Perhaps you’re one of the many devout Christian students who partook in the ratchetry that went down on the Flora-Bama shore last week, and as a result, caught a couple of STI’s and the devil himself along the way. Lucky for you, the on-campus ministries are offering free acts of penance along with full serviced-Exorcisms to all “demon-infested christians” who may have done, “Far too many Four-Loko boob luges and Tide Pod pops,” explains Pastor Derek Daniels.

“Chances are, you went on spring break vacation last week and took a big ol’ dip in the cesspool that is the Flora-Bama shore and got totally possessed by the devil, making a complete ass out of yourself,” explains Pastor Derek. “And now, you are in need of some holy intervention–that’s where we come in.”
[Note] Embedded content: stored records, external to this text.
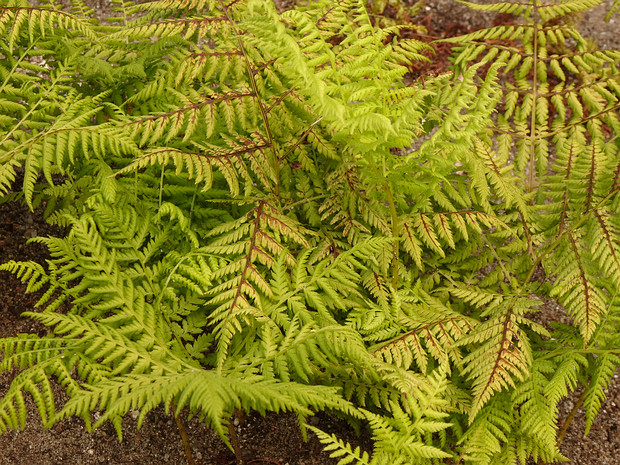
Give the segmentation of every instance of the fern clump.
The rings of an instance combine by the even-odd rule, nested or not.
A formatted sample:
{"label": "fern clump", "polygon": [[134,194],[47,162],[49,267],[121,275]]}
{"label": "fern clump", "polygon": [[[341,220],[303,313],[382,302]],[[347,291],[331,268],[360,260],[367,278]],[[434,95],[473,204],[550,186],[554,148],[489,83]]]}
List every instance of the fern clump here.
{"label": "fern clump", "polygon": [[68,233],[0,266],[52,329],[0,341],[0,430],[30,394],[119,436],[329,410],[375,441],[313,429],[340,463],[561,460],[558,402],[591,424],[619,361],[620,52],[564,22],[591,2],[472,6],[523,22],[410,86],[428,46],[361,0],[3,7],[0,186]]}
Pastor Derek explains how the post-spring break/post-Lenten week back to school is always the most popular time for the church as every year. Hundreds of sinful students flocked through its doors, suddenly going to mass again while seeking ‘divine intervention’ after their long week of debauchery. Only this year’s is, by far, their largest turn out yet.

“You know, every year we get the same students with the same type of cases: some small, some severe, some even futile, only this year is by far, the most grave. Personally, I blame the church for scheduling Lent right in the middle of Mardi Gras, not a wise call.”
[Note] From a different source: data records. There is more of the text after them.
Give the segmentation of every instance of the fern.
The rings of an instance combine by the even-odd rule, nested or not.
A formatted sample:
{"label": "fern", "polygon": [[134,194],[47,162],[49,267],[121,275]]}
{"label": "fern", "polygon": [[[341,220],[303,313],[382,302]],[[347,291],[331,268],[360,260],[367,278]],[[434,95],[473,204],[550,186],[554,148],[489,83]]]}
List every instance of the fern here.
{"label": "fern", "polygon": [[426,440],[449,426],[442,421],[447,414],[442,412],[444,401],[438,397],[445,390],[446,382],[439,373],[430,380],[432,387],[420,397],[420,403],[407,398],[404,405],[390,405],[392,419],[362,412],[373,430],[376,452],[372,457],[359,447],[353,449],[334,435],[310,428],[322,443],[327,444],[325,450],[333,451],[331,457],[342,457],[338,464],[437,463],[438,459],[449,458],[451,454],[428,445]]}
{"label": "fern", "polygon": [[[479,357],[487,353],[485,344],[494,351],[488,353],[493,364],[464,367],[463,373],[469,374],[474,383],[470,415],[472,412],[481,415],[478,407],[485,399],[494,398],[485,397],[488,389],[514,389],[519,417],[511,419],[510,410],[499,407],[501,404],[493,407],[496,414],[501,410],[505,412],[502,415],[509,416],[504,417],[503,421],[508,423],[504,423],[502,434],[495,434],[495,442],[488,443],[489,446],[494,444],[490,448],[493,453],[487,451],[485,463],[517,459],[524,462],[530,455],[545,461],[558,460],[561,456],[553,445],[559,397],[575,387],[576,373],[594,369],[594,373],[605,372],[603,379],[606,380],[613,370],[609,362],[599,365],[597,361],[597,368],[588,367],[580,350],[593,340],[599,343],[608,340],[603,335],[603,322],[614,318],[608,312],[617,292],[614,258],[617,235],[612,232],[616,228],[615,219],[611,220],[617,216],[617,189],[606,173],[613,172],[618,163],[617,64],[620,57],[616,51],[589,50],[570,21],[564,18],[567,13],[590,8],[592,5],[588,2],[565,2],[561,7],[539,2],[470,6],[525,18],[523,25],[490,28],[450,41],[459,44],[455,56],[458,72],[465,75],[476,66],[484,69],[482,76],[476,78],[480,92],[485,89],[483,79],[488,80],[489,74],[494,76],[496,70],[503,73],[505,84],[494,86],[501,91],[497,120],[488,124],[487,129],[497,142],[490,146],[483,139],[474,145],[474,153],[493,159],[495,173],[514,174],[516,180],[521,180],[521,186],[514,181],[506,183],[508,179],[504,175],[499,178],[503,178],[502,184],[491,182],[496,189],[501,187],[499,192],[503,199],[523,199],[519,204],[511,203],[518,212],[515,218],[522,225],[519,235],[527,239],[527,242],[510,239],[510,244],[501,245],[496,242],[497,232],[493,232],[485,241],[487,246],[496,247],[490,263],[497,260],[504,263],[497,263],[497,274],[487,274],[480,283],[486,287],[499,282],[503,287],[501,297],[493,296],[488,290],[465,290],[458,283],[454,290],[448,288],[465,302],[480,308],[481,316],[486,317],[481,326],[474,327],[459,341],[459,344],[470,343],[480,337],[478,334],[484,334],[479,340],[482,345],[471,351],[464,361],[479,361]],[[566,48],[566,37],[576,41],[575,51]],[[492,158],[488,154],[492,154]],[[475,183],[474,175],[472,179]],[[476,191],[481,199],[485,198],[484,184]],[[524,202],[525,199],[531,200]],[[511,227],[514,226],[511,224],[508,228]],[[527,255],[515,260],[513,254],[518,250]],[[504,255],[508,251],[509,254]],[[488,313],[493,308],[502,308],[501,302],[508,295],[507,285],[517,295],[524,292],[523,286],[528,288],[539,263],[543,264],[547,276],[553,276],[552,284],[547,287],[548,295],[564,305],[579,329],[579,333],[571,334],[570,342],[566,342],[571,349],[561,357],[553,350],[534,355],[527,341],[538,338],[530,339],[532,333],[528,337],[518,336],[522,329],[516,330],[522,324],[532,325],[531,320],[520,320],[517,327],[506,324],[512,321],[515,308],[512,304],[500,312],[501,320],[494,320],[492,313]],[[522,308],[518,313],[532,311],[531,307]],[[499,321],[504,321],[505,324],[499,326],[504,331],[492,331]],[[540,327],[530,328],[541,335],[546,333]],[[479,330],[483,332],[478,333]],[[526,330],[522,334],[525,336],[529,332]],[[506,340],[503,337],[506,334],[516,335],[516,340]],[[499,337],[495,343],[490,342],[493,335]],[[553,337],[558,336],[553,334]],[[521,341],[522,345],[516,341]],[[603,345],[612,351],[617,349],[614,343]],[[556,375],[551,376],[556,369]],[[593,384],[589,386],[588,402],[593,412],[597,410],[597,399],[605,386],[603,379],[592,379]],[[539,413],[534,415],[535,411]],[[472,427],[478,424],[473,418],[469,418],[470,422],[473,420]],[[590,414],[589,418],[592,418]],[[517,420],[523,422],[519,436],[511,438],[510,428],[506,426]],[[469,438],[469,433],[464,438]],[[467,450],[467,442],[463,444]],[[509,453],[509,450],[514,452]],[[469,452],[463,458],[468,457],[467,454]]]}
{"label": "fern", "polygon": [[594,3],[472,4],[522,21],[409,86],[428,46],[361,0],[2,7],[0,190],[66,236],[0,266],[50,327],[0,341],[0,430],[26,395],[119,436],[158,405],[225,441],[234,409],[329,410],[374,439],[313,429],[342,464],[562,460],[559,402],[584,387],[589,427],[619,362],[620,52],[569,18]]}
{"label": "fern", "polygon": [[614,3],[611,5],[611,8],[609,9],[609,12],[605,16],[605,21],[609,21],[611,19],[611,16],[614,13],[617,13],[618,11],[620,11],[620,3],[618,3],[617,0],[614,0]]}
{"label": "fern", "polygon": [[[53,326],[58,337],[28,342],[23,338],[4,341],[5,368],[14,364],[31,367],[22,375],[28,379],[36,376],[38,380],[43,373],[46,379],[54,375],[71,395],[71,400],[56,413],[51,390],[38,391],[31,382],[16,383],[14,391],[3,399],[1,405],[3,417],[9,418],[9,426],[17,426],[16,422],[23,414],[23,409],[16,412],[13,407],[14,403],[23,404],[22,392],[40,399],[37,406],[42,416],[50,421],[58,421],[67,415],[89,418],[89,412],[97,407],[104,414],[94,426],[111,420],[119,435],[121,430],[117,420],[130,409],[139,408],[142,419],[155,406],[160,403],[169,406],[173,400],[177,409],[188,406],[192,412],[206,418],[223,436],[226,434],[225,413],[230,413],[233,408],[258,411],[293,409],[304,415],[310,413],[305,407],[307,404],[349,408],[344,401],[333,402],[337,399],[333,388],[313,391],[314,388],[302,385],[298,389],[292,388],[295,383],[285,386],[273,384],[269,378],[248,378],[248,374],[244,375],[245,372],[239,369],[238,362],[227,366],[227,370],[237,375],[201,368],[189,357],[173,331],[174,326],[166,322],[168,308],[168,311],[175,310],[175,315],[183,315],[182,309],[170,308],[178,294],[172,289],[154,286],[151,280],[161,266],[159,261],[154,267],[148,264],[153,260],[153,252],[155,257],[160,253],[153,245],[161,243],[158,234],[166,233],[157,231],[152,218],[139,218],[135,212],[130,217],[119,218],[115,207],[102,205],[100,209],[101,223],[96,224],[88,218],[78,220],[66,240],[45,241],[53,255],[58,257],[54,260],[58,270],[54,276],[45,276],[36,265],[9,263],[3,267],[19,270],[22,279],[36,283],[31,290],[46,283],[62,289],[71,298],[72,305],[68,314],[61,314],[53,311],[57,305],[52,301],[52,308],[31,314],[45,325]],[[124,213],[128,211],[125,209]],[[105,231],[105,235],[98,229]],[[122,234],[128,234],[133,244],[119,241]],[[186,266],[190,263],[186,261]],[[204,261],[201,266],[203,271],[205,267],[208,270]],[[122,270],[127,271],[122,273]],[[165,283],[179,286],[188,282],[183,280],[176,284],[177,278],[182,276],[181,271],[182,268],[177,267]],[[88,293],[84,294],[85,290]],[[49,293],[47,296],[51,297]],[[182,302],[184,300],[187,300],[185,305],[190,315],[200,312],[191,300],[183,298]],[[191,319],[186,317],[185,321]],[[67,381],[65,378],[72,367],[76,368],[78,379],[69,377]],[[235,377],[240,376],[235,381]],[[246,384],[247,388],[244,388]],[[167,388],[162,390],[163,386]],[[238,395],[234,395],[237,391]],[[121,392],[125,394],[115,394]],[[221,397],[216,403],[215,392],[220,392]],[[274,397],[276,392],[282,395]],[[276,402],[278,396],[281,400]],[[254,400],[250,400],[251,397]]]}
Wilson Tetts, LSU senior, shares his success story after undergoing an exorcism ritual post-LSU Orange Beach SB2K18 trip.

Wilson, 20, claims he was simply taking it easy in Orange Beach with some friends, when he got allegedly “possessed,” at which point, he was chased down, tackled, and arrested by Alabama officers after snorting a condom and licking the ear of an Alabama state sheriff.
“It wasn’t me,” claims Wilson. “One minute, I’m posted up on the beach, relaxing, funneling some Natty with the broskis, nothing crazy, ” says Wilson. “Next thing you know, I’m being tackled by the Po-Po, assful of sand.”
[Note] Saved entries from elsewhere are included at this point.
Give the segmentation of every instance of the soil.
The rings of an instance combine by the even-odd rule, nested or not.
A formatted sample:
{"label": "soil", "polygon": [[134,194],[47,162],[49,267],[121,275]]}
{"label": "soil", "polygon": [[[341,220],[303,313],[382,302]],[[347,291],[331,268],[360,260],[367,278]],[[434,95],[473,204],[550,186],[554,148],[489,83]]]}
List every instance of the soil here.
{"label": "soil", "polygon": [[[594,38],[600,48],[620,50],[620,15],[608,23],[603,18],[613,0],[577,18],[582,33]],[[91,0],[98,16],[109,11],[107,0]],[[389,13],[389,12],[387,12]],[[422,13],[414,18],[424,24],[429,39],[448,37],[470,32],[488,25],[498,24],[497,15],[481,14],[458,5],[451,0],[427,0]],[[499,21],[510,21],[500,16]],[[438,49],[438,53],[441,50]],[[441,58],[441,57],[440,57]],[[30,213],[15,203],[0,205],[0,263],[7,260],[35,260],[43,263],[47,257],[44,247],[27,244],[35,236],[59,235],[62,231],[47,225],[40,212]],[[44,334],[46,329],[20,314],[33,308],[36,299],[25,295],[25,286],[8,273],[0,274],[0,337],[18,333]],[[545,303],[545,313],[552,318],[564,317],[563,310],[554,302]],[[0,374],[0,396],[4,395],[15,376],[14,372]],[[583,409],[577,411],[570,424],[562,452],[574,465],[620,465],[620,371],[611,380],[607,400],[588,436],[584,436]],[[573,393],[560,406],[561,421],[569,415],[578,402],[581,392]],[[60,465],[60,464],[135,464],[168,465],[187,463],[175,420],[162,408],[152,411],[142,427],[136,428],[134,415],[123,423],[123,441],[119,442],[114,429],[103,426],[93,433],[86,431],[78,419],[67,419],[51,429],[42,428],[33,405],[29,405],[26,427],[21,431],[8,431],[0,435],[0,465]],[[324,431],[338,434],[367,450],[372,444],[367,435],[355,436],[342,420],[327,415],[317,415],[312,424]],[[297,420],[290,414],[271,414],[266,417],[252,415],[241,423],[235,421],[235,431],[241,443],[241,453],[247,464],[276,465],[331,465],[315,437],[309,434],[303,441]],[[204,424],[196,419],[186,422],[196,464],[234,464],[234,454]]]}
Wilson, though facing hefty charges by the state of Alabama, along with possible expulsion from LSU, claims he’s just, “hashtag blessed,” as he now, is completely rid of all demons after undergoing 20 acts of contrition and an exorcism ritual.

“I feel great. I got God on my side, so yeah, it’s all gucci,” says Wilson. “Suck it, ‘Bama.”

When asked how he can tell when a student is possessed, Pastor Derek explains the most common symptoms in a student include: rocking white-framed sunglasses, fat Juul rips, and a chin-strap beard that mimics a large skid mark on one’s face.”

If you or any devout Christian you know are in need of some post-SB2K18/post-Lent 2K18 cleansing, Pastor Derek encourages all Christians (even atheists) to come by this week, where penance and exorcisms will be offered all week long, 24 hours a day!